Creating and Submitting Jobs

How to Create and Submit a Job in Slurm

Consider you’ve a script in one of the programming languages such as Python, MATLAB, C, or Java. How would you execute it using Slurm?

The below section explains a step by step process to creating and submitting a simple job. Also, the SBATCH script is created and used for the execution of a python script or project.

  1. Login to Discovery

  2. Create a new folder in your home directory called myproject and switch into the directory

    $ mkdir myproject && cd myproject
  3. Create a new file called script.sh and script.py then copy and paste the codes in the script.sh and script.py tabs below respectively.

    $ vi script.sh && chmod +x script.sh

    The latter command above, after the double ampersand chmod +x script.sh, makes the file executable after saving and exiting from the text editor

    $ vi script.py
    • script.sh

    • script.py

    #!/bin/bash
    
    #SBATCH --job-name=maxFib      ## Name of the job
    #SBATCH --output=maxFib.out    ## Output file
    #SBATCH --time=10:00           ## Job Duration
    #SBATCH --ntasks=1             ## Number of tasks (analyses) to run
    #SBATCH --cpus-per-task=1      ## The number of threads the code will use
    #SBATCH --mem-per-cpu=100M     ## Real memory(MB) per CPU required by the job.
    
    ## Load the python interpreter
    module load python
    
    ## Execute the python script and pass the argument/input '90'
    srun python script.py 90

    Here, 1 CPU with 100mb memory per CPU and 10 minutes of Walltime was requested for the task (Job steps). If the --ntasks is set to two, this means that the python program will be executed twice.

    Note that the number of tasks requested of Slurm is the number of processes that will be started by srun. After your script has been submitted and resources allocated, srun immediately executes the script on the remote host. It’s actually used to launch the processes. If your program is a parallel MPI program, srun takes care of creating all the MPI processes. If not, srun will run your program as many times as specified by the --ntasks option.

    import sys
    import os
    
    if len(sys.argv) != 2:
      print('Usage: %s MAXIMUM' % (os.path.basename(sys.argv[0])))
             sys.exit(1)
    
    maximum = int(sys.argv[1])
    
    n1 = 1
    n2 = 1
    
    while n2 <= maximum:
      n1, n2 = n2, n1 + n2
    
    print('The greatest Fibonacci number up to %d is %d' % (maximum, n1))

    The python program accepts an integer value as an argument and then finds the greatest Fibonacci number closest to the value you provided.

  4. Now, submit the batch script with the following command.

    $ sbatch script.sh

    After the job has been submitted, you should get an output similar to the one below but with a different jobid.

    Submitted batch job 215578

    You can use the command below to check the progress of your submitted job in the queue.

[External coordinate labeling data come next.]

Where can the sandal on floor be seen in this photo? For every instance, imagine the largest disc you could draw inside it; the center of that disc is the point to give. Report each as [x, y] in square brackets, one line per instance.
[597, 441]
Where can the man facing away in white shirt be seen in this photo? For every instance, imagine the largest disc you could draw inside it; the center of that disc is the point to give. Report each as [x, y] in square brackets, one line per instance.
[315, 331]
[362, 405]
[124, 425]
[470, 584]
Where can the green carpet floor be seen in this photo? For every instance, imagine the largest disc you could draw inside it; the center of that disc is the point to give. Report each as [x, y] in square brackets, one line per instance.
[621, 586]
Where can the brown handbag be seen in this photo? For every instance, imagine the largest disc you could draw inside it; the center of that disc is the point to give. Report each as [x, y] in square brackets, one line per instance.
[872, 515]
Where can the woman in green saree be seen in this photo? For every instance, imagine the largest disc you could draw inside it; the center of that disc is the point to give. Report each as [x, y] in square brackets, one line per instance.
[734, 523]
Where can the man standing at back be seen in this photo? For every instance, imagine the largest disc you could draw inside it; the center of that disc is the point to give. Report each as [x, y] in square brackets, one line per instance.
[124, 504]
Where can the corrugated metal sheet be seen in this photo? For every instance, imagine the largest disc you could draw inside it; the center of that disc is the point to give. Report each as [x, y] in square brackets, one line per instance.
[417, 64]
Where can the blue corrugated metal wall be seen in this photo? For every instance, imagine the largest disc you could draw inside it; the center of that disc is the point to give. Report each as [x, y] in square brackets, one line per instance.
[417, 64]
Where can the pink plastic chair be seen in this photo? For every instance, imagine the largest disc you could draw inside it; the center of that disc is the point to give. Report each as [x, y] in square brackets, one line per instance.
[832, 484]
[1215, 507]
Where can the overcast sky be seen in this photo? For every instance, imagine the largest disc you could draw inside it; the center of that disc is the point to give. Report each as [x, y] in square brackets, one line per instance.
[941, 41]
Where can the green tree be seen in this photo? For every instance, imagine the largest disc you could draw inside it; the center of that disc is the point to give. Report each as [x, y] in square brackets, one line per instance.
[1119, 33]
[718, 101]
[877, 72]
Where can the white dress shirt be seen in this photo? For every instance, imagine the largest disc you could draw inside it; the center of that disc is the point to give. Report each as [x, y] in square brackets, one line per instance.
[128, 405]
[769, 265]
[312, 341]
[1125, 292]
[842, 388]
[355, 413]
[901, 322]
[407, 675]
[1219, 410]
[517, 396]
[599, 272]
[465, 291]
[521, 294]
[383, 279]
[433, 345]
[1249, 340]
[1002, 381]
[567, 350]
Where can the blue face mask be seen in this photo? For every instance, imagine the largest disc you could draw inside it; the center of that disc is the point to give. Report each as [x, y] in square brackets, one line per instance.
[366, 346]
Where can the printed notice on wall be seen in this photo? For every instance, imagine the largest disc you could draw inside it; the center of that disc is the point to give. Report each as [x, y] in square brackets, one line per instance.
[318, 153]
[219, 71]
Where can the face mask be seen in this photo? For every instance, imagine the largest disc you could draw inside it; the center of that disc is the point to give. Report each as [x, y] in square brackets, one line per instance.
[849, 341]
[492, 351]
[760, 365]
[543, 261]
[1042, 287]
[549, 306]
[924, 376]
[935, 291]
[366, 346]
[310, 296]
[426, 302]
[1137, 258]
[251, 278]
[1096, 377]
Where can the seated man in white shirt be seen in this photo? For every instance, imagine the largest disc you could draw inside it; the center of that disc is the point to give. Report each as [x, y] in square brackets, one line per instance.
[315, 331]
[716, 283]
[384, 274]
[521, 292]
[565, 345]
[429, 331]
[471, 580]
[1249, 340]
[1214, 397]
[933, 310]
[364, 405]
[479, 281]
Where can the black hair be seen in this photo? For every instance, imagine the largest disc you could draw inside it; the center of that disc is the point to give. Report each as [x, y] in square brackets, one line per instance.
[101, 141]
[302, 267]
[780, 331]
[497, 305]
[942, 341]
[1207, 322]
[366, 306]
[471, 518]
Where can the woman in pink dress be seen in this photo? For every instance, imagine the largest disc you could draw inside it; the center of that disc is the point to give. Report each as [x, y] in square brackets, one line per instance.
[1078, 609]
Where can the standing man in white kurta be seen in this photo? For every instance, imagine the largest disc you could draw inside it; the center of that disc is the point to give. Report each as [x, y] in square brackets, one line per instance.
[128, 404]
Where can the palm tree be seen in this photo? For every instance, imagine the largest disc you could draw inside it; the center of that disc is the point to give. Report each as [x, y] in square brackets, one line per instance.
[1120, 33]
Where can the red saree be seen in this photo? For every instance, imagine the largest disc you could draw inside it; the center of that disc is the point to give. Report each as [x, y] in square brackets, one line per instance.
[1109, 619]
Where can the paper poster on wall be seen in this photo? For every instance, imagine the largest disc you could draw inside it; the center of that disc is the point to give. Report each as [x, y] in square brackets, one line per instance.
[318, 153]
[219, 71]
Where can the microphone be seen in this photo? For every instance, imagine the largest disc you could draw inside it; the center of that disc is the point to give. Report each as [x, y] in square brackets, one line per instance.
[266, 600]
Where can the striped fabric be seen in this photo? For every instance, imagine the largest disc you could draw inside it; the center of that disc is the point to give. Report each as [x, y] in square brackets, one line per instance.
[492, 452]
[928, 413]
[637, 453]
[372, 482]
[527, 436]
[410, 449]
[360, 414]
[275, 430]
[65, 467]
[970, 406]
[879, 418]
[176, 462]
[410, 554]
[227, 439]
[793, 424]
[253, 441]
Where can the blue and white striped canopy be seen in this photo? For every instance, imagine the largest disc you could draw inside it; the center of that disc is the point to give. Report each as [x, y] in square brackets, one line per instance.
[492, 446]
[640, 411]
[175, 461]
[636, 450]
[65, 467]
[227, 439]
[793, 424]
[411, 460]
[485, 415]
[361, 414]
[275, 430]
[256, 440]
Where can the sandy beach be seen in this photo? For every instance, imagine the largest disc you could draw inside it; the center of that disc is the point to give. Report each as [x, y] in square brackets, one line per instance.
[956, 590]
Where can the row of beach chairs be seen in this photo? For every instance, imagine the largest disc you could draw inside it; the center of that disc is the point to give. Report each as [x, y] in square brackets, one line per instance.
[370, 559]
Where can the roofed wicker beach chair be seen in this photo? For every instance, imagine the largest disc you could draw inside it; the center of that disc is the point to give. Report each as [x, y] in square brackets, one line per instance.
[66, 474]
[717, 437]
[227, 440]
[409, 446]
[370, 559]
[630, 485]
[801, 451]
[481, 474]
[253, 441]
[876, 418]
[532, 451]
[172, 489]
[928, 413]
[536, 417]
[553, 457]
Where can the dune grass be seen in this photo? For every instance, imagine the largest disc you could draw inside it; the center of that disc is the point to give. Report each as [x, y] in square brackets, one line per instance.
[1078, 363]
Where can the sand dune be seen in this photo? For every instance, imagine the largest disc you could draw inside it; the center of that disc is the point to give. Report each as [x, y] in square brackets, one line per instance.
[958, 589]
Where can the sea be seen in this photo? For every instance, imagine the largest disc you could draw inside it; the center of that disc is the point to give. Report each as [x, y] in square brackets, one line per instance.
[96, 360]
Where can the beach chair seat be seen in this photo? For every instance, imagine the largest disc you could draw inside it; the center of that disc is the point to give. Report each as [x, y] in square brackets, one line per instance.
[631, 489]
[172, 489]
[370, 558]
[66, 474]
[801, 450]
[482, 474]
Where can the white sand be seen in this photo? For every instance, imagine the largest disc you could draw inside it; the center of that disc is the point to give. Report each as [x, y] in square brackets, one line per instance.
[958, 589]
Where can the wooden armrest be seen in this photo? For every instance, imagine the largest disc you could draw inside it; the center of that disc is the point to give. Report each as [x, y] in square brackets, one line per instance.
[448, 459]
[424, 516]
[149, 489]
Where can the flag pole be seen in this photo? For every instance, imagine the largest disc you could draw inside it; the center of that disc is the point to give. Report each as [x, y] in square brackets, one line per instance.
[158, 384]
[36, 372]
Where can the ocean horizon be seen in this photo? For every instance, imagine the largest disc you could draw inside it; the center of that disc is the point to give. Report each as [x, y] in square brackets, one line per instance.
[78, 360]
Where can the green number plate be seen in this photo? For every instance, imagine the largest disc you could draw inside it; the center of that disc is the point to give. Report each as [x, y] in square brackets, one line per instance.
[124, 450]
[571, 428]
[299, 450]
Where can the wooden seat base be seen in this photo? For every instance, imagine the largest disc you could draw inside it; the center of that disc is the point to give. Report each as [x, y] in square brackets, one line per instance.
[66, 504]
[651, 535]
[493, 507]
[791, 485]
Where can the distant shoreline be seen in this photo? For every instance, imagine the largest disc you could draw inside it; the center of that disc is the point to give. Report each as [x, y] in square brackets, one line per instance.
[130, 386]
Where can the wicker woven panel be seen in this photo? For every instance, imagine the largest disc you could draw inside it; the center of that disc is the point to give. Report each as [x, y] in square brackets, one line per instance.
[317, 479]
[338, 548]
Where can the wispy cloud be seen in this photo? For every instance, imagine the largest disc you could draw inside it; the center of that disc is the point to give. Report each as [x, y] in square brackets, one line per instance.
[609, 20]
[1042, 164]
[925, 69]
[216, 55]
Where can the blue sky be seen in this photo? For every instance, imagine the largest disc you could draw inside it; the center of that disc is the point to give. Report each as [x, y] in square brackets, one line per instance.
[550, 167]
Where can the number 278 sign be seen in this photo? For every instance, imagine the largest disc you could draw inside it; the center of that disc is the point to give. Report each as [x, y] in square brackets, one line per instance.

    syntax: squeue -u <your username>

    $ squeue -u vaduaka

    Output

    JOBID PARTITION     NAME     USER ST       TIME  NODES NODELIST(REASON)
    215578    normal   maxFib  vaduaka  R       0:01      1 discovery-c3
  5. Once your job has completed and no longer in the queue, you can run the ls command to show the list of files in your working directory.

    $ ls
    maxFib.out  script.py  script.sh

    Now a new file called maxFib.out was generated and if you view its output with the cat command, you should see something similar to the output below.

    $ cat maxFib.out

    Output

    The greatest Fibonacci number up to 90 is 89

Practice Examples

Example 1

Step 1 - Create a directory

Create a directory called slurm-test in your home directory. Change your working directory to slurm-test afterward.

cd ~
mkdir slurm-test
cd slurm-test
pwd

Output

/home/<your-username>/slurm-test

The cd command changes your working directory to the new slurm-test directory, which you can confirm with the pwd command.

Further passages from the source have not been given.